Each lab in this course will have multiple components. First, there will a piece like the document below, which includes instructions, tutorials, and problems to be addressed in your write-up. Any part of the document below marked with a star, \(\star\), is a problem for your write-up. Second, there will be an R script where you will do all of the computations required for the lab. And third, you will complete a write-up to be turned in the Friday that you did your lab.
Your lab write-up should be typed in RMarkdown. All of your computational work will be done in RStudio Cloud, and both your lab write-up and your R script will be considered when grading your work.
In this lab, we will conduct analyze the impact that bin choice has on the chi square goodness of fit test. We will do this in the context of the goodness of fit example from the Week 11 discussion problems, number 3. We will then apply the goodness of fit test to other examples of fitting distributions, using built-in R functions.
In this part of the lab, we will work with problem 3 from the Week 11 in-class problem sets. You may find it helpful to review that problem before continuing.
The raw data set can be stored in R as a vector, and the sample size computed.
raw_data <- c(7, 4, 3, 6, 4, 4, 5, 3, 5, 3,
5, 5, 3, 2, 5, 4, 3, 3, 7, 6,
6, 4, 3, 11, 9, 6, 7, 4, 5, 4,
7, 3, 2, 8, 7, 6, 4, 1, 9, 8,
4, 8, 9, 3, 9, 7, 7, 9, 3, 10)
n <- length(raw_data)
In the problem we discussed in class, we broke the raw data into the following categories \[A_1=\{0, 1, 2, 3\}, \,\, A_2=\{4\}, \,\, A_3=\{5\}, \,\, A_4=\{6\}, \,\, A_5=\{7\}, \,\, A_6=\{8, 9, \ldots\}\] We’ll code this into R as a list of vectors. Note that we only use the values 1 through 11 since those are the only values in the data set. We can deal with the missing values in \(A_1\) and \(A_6\) later. It will also be useful to have the number of total categories stored as a variable.
cats <- list(c(1,2,3), c(4), c(5), c(6), c(7), c(8,9,10,11))
n_cats <- length(cats)
Instead of this raw data, it will be important to have the frequencies of each value in the data set. The function below will compute these frequencies for us.
count_freq <- function(data, cat) {
n <- length(cat)
count <- rep(0, length = n)
for (i in 1:n) {
count[i] <- sum(data %in% cat[[i]])
}
return(count)
}
As part of the process of carrying out this chi-square goodness of fit test, we need to fit a Poisson distribution to the data and compute the null probabilities of observing each category. Note that we use the MLE \(\overline{Y}\) to estimate the population parameter \(\lambda\) for the Poisson distribution.
lambda <- mean(raw_data)
lambda
## [1] 5.4
The function below computes the Poisson probabilities for each category we defined and outputs the probabilities as a vector.

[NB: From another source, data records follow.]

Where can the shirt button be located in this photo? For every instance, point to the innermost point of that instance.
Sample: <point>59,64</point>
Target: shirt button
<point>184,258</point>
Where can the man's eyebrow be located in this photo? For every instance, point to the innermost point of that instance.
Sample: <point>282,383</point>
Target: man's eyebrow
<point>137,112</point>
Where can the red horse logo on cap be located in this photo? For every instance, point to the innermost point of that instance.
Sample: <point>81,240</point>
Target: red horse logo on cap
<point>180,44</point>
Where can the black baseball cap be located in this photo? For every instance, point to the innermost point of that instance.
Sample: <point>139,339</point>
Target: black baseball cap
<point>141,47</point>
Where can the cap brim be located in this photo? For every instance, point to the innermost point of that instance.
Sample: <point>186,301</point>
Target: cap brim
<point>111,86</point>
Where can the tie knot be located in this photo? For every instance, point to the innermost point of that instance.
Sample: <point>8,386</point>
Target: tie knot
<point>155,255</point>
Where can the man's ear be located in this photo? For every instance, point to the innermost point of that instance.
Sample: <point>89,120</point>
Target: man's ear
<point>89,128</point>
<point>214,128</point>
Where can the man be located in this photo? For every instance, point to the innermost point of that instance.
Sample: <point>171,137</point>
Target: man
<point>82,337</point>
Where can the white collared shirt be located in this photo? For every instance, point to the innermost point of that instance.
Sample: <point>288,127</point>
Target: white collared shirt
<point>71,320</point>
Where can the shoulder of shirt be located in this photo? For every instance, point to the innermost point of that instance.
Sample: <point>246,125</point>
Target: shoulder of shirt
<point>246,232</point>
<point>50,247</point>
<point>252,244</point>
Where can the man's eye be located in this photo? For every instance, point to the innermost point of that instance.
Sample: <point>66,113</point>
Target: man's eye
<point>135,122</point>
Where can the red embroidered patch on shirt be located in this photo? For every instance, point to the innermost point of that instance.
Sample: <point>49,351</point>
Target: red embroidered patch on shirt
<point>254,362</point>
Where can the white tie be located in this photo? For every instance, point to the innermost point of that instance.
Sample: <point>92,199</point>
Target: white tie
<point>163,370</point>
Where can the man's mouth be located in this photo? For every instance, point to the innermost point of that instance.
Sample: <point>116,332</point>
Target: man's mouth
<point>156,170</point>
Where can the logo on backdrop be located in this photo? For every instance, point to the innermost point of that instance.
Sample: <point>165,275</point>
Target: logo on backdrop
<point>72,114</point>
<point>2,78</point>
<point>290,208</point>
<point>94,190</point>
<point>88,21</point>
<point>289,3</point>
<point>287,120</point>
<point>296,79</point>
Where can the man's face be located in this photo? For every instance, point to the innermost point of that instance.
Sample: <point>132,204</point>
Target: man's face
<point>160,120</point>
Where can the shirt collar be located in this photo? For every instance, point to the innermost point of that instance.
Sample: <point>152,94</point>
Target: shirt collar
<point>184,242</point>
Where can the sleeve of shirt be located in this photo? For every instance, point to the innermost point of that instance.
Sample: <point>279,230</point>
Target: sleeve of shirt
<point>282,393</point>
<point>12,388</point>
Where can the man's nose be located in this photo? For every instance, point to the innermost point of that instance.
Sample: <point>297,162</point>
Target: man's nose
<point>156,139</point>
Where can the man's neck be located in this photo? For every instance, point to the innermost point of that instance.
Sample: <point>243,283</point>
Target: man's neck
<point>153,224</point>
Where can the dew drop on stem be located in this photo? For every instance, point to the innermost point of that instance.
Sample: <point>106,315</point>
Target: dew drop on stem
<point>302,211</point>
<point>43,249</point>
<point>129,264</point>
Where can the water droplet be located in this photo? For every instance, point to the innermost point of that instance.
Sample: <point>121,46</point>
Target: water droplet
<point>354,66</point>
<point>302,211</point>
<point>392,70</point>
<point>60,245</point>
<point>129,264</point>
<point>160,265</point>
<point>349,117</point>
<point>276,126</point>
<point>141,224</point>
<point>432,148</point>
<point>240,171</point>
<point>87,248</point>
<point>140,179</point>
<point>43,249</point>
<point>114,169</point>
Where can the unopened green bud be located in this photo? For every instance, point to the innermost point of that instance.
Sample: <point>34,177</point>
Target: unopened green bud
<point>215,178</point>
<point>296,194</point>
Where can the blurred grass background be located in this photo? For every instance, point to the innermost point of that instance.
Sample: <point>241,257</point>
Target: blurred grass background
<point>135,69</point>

pois_p <- function(cat, lambda) {
n <- length(cat)
probs <- rep(0, length = n)
for (i in 1:n) {
x <- cat[[i]]
prob <- sum(dpois(x, lambda))
if (1 %in% x) {
prob <- prob + dpois(0, lambda)
}
if (11 %in% x) {
prob <- prob + ppois(11, lambda, lower.tail = FALSE)
}
probs[i] <- prob
}
return(probs)
}
We are ready to make a data frame of the counts of each category, the Poisson probabilities, and the expected number of observations in each category.
fit <- data.frame(category = 1:n_cats) %>%
mutate(count = count_freq(raw_data, cats)) %>%
mutate(pois_probs = pois_p(cats, lambda)) %>%
mutate(pois_exp = n * pois_probs)
Viewing this table allows us to compare to our work from the in-class discussion.
| category | count | pois_probs | pois_exp |
|---|---|---|---|
| 1 | 13 | 0.2132910 | 10.664551 |
| 2 | 9 | 0.1600198 | 8.000988 |
| 3 | 6 | 0.1728213 | 8.641067 |
| 4 | 5 | 0.1555392 | 7.776960 |
| 5 | 7 | 0.1199874 | 5.999369 |
| 6 | 10 | 0.1783413 | 8.917066 |
Now, we can compute our test statistic \(X^2\) and our chi-square score.
xsq <- sum((fit$count - fit$pois_exp)^2 / fit$pois_exp)
xsq
## [1] 2.733396
chisqscore <- qchisq(0.05, df = n_cats - 2, lower.tail = FALSE)
chisqscore
## [1] 9.487729
Just as we observed in class, since the value of \(X^2\) is smaller than \(\chi^2_{0.05}(4)\), we do not reject the null hypothesis of the data coming from a Poisson distribution.
In your R script, carry out a chi-square goodness of fit test for at least four different choices of categories.
(\(\star\)) In your write-up, show the categories you chose along with why you chose them. For each, discuss the result of the chi-square test. What observations can you make after comparing these different results?
(\(\star\)) In your R script, compute the \(p\)-values of the tests you conducted in problem 2. Report and interpret your values in your write-up.
(\(\star\)) There is a
built-in R function, chisq.test, that performs a chi-square
test. Read the documentation for that function and explain why it
cannot be used for our test here (hence why we did
everything by hand).
We have also applied chi-square tests to determine whether or not two categorical variables are independent in a contingency table. In this part of the lab, we’ll walk through an example of how this method works and then apply it to a new data set.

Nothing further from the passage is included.